Tuesday, 21 March 2017

Fine Art, Erotic Art and Pornography

Like most of us, I too am a somewhat complex person, and I enjoy very different kinds of art. I wouldn’t want to restrict my own personal sensibilities any more than I would wish to restrict, for example, those of my readers. Labels can be useful in certain contexts, but essentially a true sense of life always reaches beyond categories and labels.

I love art generally – profoundly, passionately and purely (as in, for its own sake).

I especially love ‘fine art’, i.e. painting, photography and sculpture.

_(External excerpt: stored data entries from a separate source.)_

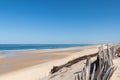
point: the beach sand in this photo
(36, 64)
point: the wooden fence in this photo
(101, 69)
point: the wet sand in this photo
(22, 59)
(36, 64)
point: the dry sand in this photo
(36, 64)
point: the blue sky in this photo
(59, 21)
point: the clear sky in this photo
(59, 21)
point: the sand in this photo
(36, 64)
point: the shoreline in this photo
(67, 54)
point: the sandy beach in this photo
(36, 64)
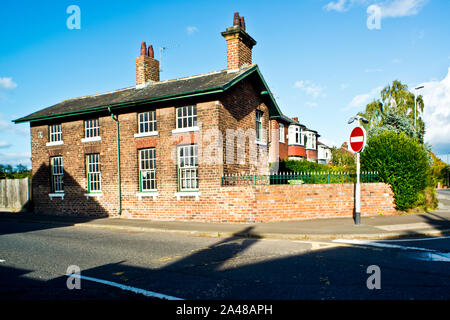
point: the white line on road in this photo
(127, 288)
(357, 139)
(425, 254)
(407, 226)
(408, 240)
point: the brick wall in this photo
(234, 110)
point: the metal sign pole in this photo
(357, 193)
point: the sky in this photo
(323, 60)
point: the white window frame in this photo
(282, 135)
(258, 124)
(57, 174)
(147, 170)
(55, 133)
(187, 166)
(91, 128)
(93, 173)
(147, 122)
(186, 117)
(310, 140)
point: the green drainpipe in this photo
(116, 119)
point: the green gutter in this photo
(189, 94)
(116, 119)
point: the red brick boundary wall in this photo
(299, 202)
(238, 204)
(247, 204)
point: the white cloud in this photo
(16, 158)
(7, 84)
(389, 8)
(309, 88)
(339, 6)
(191, 30)
(436, 96)
(361, 100)
(401, 8)
(396, 61)
(9, 127)
(368, 70)
(4, 145)
(311, 104)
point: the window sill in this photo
(56, 195)
(54, 143)
(195, 194)
(152, 194)
(89, 195)
(260, 143)
(185, 130)
(92, 139)
(146, 134)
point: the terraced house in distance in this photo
(157, 149)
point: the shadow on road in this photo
(220, 271)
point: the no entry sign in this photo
(357, 139)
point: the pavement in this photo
(410, 225)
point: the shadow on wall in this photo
(47, 213)
(74, 202)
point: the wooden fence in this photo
(15, 194)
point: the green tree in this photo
(395, 110)
(402, 162)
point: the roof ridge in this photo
(156, 83)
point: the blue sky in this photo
(320, 59)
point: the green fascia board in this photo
(195, 93)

And, for the sake of discussing distinctions, I should say that this by natural extension includes ‘artistic nudes’.

I also enjoy specifically ‘erotic art’ (though, of course, ‘fine art’ can in itself be intensely erotic without necessarily being labelled as ‘erotic art’ per se).

And I also like ‘pornography’.

I love many other creative disciplines as well, but it is particularly as concerns art, erotic art and pornography that I wanted to clarify my views here, because people’s sensibilities can be affected quite dramatically in venturing between, or reacting to, these different ‘categories’.

As concerns art, erotic art and pornography, then, the main thing I would like to say is that I realise that in many ways these categories are indeed very different from each other, and I recognise the distinctions between them very clearly. The three different fields can have very distinctive criteria, objectives and sensibilities. But I like all three, and want to be clear that I appreciate each for its own sake, according to its own distinct criteria, without lumping them all together.

If an artist does, say, nude work and clarifies that they do not consider their work to be aspiring to the erotic, I believe, understand and respect that individual’s approach, and I personally will take their work on the terms they delineate. Most particularly as one artist to another. Fully recognising the artist’s right to self-determination. Without artistic self-determination, there is no art. The truly incredible Alberto Giacometti is a wonderful example that springs to mind.

I love the range of sensibilities evident in erotic art, from the subtle to the downright coarse. And I also love pornography, not everything of course (who does?) but a variety of different kinds of porn, and I don’t want to pretend that I don’t, because that would be dishonest and in fact diminish my own work of erotic fiction which is itself in a very positive sense, I would argue, very pornographic.

Personally, I love the exploration and affirmation of human sexuality through art. Hey, call me a deviant if you wish, but without sex, neither you nor I would be here to discuss either our own sexuality or the distinctions between art and porn. It’s a bit like breathing and eating and using the internet; it’s one of the fundamentals. So why ignore it? It’s part of being human.

As concerns porn, then, I find that I want to be honest about my love of porn just as much as I do about my love of, say, Turner, or Rembrandt, and I want to appreciate the dignity and rights of those individuals in porn as much as those of any other artist, and in fact I support advocacy of performer rights for those in pornography. I believe respect, autonomy (by which I mean self-determination) and fair working rights for porn performers should be universally recognised. Enough of the dirty secrets, and more of the dirty honesty. Not to mention fairness and justice.

But, and this is crucial to my point here, my enjoyment of porn does not in any way diminish my enjoyment or understanding of, say, ‘artistic nudes’, or ‘fine art’ generally. And it does not to any degree diminish my respect for any artist’s dignity, creativity, self-identified criteria or aspirations if an artist identifies their work as being distinct from ‘pornography’. Any more than my enjoyment of porn in any way to any degree affects my respect and appreciation of, for example, Vermeer and his work.

I can appreciate, understand, recognise and respect distinctions between ‘fine art’, ‘erotic art’ and ‘pornography’. I just happen to enthusiastically enjoy and appreciate all of these, and do so on their own merits. And I’m okay with this. I can deal with this. And I sincerely I hope you can too.